Multimodal fusion entails joint modeling of complementary attributes across heterogeneous data streams. While current research predominantly integrates vision-language modalities (e.g., images, text) (Zhou et al., 2023; Xu et al., 2023), this study pioneers geospatial-textual fusion to bridge neighborhood topology and POI name semantics. Inspired by cross-modal reinforcement paradigms—demonstrated in Liu et al.’s (2024b) fusion of remote sensing and trajectory data for road-aware POI identification—we develop a dual-stream framework: Geospatial embeddings encode Neighborhood attributes through spatial aggregation while textual embeddings capture lexical patterns. By dynamically harmonizing spatial neighborhood and textual semantics, the model capitalizes on their discriminative synergies, enabling spatial clusters to resolve textual ambiguities (e.g., ‘Dragon’ in restaurant vs. apparel contexts) and lexical cues to interpret spatial anomalies, significantly enhancing classification robustness across urban morphologies.

Methods

Overall architecture

The architecture of the proposed GeoDFNet model is illustrated in Fig. 1, which consists of four principal components: the Geospatial Neighborhood (GeosN) module, Data Matching module, Textual-Geographical Feature Fusion (T-G Feature Fusion) module, and Enhanced Geospatial Local Neighborhood module. This hierarchical design integrates geospatial neighborhood understanding with cross-modal feature interaction, followed by localized neighborhood refinement to enhance geographical representation learning.

Figure 1: Overall framework diagram.

Download full-size image

DOI: 10.7717/peerj-cs.3323/fig-1

GeosN module: This module harnesses the message propagation and neighborhood aggregation paradigm of graph neural networks. Specifically, it incorporates a first-layer of GAT with disabled self-loop connections to mitigate feature contamination from the target POI. By excluding the target node’s ego features during aggregation, the module ensures that geospatial representations are exclusively neighbor by spatially adjacent nodes. A multi-head attention mechanism is employed to adaptively recalibrate attention weights across neighbors, thereby capturing the comprehensive local geospatial neighborhood features. Finally, a linear transformation layer projects these features into a latent space, producing refined local geospatial neighborhood embeddings for downstream classification.

Data Matching Module: The GeosN module generates embeddings for all nodes; however, computational constraints necessitate batch-wise processing of textual features during training iterations, as handling the full dataset exceeds hardware capacity. This batch partitioning creates a mismatch between the quantity of textual features and geospatial local neighborhood features within individual batches. To address this discrepancy, the Data Matching module selectively aligns the geospatial local neighborhood features of corresponding POI nodes with their textual counterparts in the current batch. Specifically, this module matches both the complete and compressed geospatial local neighborhood features of geographic entities present in the batch, ensuring cross-modal consistency. The implementation employs a dual-indexing mechanism and feature similarity thresholds to dynamically establish correspondences, thereby mitigating computational overhead while preserving critical spatial-textual relationships for downstream fusion processes.

T-G Feature Fusion module: This module synthesizes spatial-semantic representations by integrating textual semantic embeddings and geospatial neighborhood embeddings. The Transformer encoder processes textual information from POI names to generate semantic embeddings, while the Data Matching Module provides task-aligned geospatial neighborhood features. By orchestrating cross-modal fusion between these modalities, the module leverages their discriminative synergies to construct a joint latent representation. This fusion mechanism enables joint modeling of semantic and spatial dependencies, significantly improving classification accuracy through enriched neighborhood.

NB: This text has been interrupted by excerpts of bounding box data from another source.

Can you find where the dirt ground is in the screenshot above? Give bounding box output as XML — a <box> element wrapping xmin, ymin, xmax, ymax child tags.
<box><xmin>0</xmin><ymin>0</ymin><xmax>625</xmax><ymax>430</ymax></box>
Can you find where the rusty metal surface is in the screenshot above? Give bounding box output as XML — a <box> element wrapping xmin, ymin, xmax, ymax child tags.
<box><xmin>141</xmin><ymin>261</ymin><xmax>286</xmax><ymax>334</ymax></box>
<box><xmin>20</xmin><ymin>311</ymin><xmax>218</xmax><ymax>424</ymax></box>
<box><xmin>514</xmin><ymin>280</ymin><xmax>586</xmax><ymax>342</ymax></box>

Enhanced Geospatial Local Neighborhood module: In the text-geospatial local neighborhood features generated by the T-G Feature Fusion module, the contribution of text features significantly outweighs that of geospatial local neighborhood features. To address this imbalance, the Geospatial Local Neighborhood Enhancement module utilizes the compressed geospatial local neighborhood features from the GeosN module, which are filtered and aligned by the Data Matching module. These external features are then integrated through a decision fusion approach, effectively enhancing the representation of geospatial neighborhood. This process ensures a more balanced and robust feature set, strengthening the model’s ability to leverage spatial information for improved classification performance.

Finally, the fusion matrix, enriched with enhanced features, serves as the input to the Softmax layer. The subsequent section provides a detailed description of the model architecture and its components.

GeosN module

The geospatial local neighborhood module, based on graph neural networks, constructs a graph representation where real geographic entities serve as nodes, and the adjacency relationships between these entities form the edges of the graph. This module maps the geospatial neighborhood of the target POI into a high-dimensional vector space. By leveraging the message-passing and aggregation mechanism of graph neural networks, it effectively captures the geographic environment in accordance with the principle of geographical similarity. This process results in the formation of comprehensive local neighborhood features that encapsulate the spatial neighborhood of the target POI.

In this module, the GAT framework is employed to derive the geospatial local neighborhood feature vector representation. The aggregated features within its spatial domain are illustrated in Fig. 2.

Figure 2: Messaging vs. aggregation.

Download full-size image

DOI: 10.7717/peerj-cs.3323/fig-2

In Fig. 2, the nodes V0, V1, V2, V3, V4 and V5 represent specific geographic entities, including a school, snack bars, a bookstore, and a bus station, respectively. Meanwhile, the nodes V6, V7, V8, V9 and V10 correspond to other geographic elements within the local spatial neighborhood.

The input to the GAT can be formally expressed as Eq. (1):

(1) $h = {{\vec{h}}_{1}, {\vec{h}}_{2}, \dots, {\vec{h}}_{n}}, {\vec{h}}_{i} \in R^{F} .$ In Eq. (1), $n$ denotes the number of nodes in the graph, which corresponds to the number of POIs, while $F$ represents the initial feature dimension of each node.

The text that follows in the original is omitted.